He's at several disadvantages there, especially if he sticks to the methods we mostly rely on these days. He could send you a text message, but they are short and absolute and lack context. "You have this visceral, gut reaction to everything that you read, because all you have is text in front of you," he says. "It's not reciprocating."

That's fine in a book or an article or even a letter, because there's some room to stretch out and (presumably) some caution applied to the language. But in a text message? The risk of misinterpretation of tone or even meaning is tremendously high. He could send you an e-mail instead, but lately those aren't much different from text messages.

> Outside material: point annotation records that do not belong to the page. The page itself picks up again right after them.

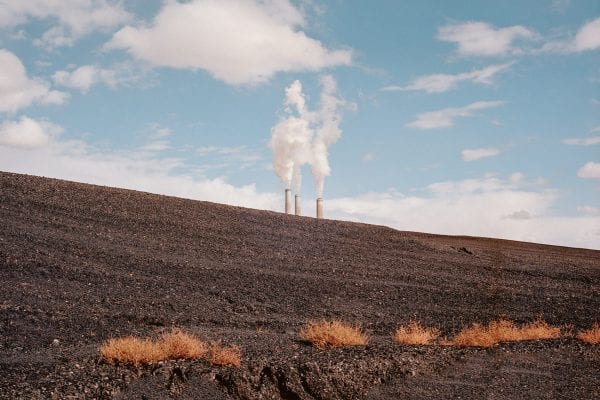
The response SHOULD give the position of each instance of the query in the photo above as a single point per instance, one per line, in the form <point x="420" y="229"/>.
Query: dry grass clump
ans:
<point x="591" y="336"/>
<point x="503" y="331"/>
<point x="175" y="344"/>
<point x="325" y="334"/>
<point x="415" y="333"/>
<point x="178" y="344"/>
<point x="131" y="350"/>
<point x="224" y="356"/>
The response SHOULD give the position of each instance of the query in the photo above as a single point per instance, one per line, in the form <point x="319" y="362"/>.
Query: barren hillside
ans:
<point x="82" y="263"/>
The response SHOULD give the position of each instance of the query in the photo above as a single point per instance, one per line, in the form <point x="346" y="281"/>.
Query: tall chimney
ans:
<point x="288" y="201"/>
<point x="297" y="205"/>
<point x="319" y="208"/>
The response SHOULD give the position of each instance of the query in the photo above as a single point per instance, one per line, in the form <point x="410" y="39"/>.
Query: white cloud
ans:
<point x="588" y="210"/>
<point x="236" y="41"/>
<point x="476" y="154"/>
<point x="590" y="170"/>
<point x="486" y="206"/>
<point x="439" y="83"/>
<point x="586" y="39"/>
<point x="483" y="39"/>
<point x="84" y="77"/>
<point x="582" y="141"/>
<point x="560" y="6"/>
<point x="139" y="170"/>
<point x="72" y="19"/>
<point x="368" y="157"/>
<point x="18" y="91"/>
<point x="445" y="117"/>
<point x="27" y="133"/>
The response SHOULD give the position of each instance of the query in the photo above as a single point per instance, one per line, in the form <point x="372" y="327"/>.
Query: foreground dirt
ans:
<point x="81" y="263"/>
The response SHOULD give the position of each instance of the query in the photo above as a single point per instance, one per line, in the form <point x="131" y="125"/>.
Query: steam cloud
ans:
<point x="303" y="137"/>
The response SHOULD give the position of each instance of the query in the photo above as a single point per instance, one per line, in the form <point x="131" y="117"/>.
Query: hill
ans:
<point x="83" y="263"/>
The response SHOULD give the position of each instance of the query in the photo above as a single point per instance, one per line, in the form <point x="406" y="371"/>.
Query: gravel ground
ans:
<point x="82" y="263"/>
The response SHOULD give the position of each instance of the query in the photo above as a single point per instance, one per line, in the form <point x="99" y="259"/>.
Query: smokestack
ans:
<point x="288" y="201"/>
<point x="297" y="205"/>
<point x="320" y="208"/>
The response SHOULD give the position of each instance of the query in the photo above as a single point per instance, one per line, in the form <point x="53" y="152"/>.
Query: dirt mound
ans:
<point x="82" y="263"/>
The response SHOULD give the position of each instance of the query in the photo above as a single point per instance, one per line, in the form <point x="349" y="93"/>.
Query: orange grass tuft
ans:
<point x="224" y="356"/>
<point x="131" y="350"/>
<point x="414" y="333"/>
<point x="503" y="331"/>
<point x="178" y="344"/>
<point x="591" y="336"/>
<point x="325" y="334"/>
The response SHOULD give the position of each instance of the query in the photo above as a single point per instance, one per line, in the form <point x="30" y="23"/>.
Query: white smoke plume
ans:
<point x="303" y="136"/>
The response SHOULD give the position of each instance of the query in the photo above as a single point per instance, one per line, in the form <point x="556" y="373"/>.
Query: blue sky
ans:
<point x="477" y="118"/>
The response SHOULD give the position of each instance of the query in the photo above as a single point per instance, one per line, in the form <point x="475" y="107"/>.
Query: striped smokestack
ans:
<point x="320" y="208"/>
<point x="298" y="209"/>
<point x="288" y="201"/>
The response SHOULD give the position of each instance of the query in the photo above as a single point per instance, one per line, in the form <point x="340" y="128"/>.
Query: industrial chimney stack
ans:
<point x="319" y="208"/>
<point x="288" y="201"/>
<point x="297" y="205"/>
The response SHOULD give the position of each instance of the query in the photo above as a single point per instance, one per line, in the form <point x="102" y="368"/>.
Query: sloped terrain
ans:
<point x="81" y="263"/>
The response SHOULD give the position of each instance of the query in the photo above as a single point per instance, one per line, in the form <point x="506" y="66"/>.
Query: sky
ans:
<point x="451" y="117"/>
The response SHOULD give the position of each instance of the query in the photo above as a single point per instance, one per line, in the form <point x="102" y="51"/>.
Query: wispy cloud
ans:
<point x="439" y="83"/>
<point x="588" y="210"/>
<point x="587" y="38"/>
<point x="484" y="40"/>
<point x="27" y="133"/>
<point x="18" y="91"/>
<point x="69" y="20"/>
<point x="582" y="141"/>
<point x="84" y="77"/>
<point x="590" y="170"/>
<point x="476" y="154"/>
<point x="445" y="117"/>
<point x="256" y="39"/>
<point x="487" y="206"/>
<point x="139" y="170"/>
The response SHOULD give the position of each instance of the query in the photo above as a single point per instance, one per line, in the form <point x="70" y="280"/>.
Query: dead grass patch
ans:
<point x="325" y="334"/>
<point x="415" y="333"/>
<point x="224" y="356"/>
<point x="503" y="331"/>
<point x="591" y="336"/>
<point x="175" y="344"/>
<point x="179" y="344"/>
<point x="131" y="350"/>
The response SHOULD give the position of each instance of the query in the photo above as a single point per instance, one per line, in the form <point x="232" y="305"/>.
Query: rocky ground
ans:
<point x="81" y="263"/>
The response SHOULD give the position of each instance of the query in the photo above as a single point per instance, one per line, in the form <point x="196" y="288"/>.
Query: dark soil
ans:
<point x="81" y="263"/>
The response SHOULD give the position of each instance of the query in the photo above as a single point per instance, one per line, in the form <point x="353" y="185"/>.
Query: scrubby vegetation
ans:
<point x="175" y="344"/>
<point x="326" y="334"/>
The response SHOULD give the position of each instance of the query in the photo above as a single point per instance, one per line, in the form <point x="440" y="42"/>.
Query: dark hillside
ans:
<point x="82" y="263"/>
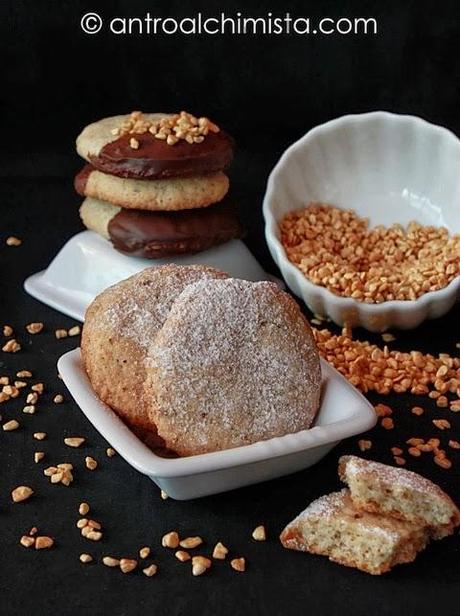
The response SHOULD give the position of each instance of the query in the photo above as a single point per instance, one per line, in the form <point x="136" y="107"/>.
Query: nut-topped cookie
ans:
<point x="155" y="145"/>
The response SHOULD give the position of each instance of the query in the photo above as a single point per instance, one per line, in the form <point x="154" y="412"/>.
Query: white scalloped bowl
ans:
<point x="389" y="168"/>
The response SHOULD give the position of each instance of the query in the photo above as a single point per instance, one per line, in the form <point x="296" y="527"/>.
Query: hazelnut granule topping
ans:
<point x="182" y="555"/>
<point x="364" y="444"/>
<point x="11" y="425"/>
<point x="191" y="542"/>
<point x="335" y="249"/>
<point x="172" y="128"/>
<point x="21" y="493"/>
<point x="150" y="571"/>
<point x="74" y="441"/>
<point x="259" y="533"/>
<point x="127" y="565"/>
<point x="34" y="328"/>
<point x="220" y="551"/>
<point x="12" y="346"/>
<point x="90" y="463"/>
<point x="86" y="558"/>
<point x="239" y="564"/>
<point x="170" y="540"/>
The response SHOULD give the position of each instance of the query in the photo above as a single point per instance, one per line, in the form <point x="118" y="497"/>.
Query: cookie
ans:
<point x="119" y="326"/>
<point x="400" y="493"/>
<point x="170" y="194"/>
<point x="157" y="235"/>
<point x="332" y="526"/>
<point x="125" y="146"/>
<point x="234" y="363"/>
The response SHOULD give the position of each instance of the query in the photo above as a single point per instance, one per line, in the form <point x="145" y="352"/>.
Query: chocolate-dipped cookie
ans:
<point x="155" y="146"/>
<point x="156" y="235"/>
<point x="171" y="194"/>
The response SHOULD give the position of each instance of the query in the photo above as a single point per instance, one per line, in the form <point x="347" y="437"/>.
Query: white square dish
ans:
<point x="344" y="412"/>
<point x="87" y="264"/>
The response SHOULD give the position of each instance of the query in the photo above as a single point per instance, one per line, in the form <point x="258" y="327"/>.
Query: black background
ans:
<point x="266" y="92"/>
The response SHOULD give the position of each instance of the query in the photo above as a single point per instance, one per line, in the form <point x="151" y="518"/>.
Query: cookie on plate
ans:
<point x="399" y="493"/>
<point x="157" y="235"/>
<point x="332" y="526"/>
<point x="120" y="325"/>
<point x="171" y="194"/>
<point x="155" y="145"/>
<point x="234" y="362"/>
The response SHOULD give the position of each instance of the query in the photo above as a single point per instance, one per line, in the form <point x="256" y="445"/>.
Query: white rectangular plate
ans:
<point x="87" y="264"/>
<point x="344" y="412"/>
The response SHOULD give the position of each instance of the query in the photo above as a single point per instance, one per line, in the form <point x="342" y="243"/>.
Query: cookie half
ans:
<point x="171" y="194"/>
<point x="234" y="363"/>
<point x="101" y="145"/>
<point x="156" y="235"/>
<point x="120" y="324"/>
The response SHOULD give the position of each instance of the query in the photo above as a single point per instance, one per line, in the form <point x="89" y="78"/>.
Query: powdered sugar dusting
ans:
<point x="234" y="362"/>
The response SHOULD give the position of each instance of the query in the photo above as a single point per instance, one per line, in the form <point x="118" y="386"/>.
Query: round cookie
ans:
<point x="235" y="362"/>
<point x="171" y="194"/>
<point x="119" y="326"/>
<point x="102" y="146"/>
<point x="157" y="235"/>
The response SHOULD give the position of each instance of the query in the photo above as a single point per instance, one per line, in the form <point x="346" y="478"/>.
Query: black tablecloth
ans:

He'll try to compensate by choosing his words carefully. There are other tools at his disposal, as well. "I think emoticons are great," he says. "As a reader, I think, 'That face is smiling.' And that's good. Inserting something like that into what you're writing clarifies the intent."

But you'll still be missing out on so much. Body language and inflection and reaction and a million other cues that allow two humans standing near each other to share thoughts and ideas and emotions. "Language is not as precise as communication," he says.

The problem for Pujol isn't as much about what we're losing as what's replacing it. "It's not doomsday for human communication, but it's such a void," he says. "The infrastructure is moving faster than the social understanding of how to apply it." So suddenly Google and Apple and Facebook are dictating human discourse, because they control the rapidly moving infrastructure. "It's very easily hijacked," Pujol says. "And I think it's hijacked by people trying to make money."

Again, that's not doomsday. He points out that it is, in fact, how a capitalistic society is designed. But if we're going to let companies define our relationships (and what clothes we wear and what food we eat, etc.), we should at least talk to each other about that. And now we're back at the beginning. How should we talk about how we're going to talk to each other?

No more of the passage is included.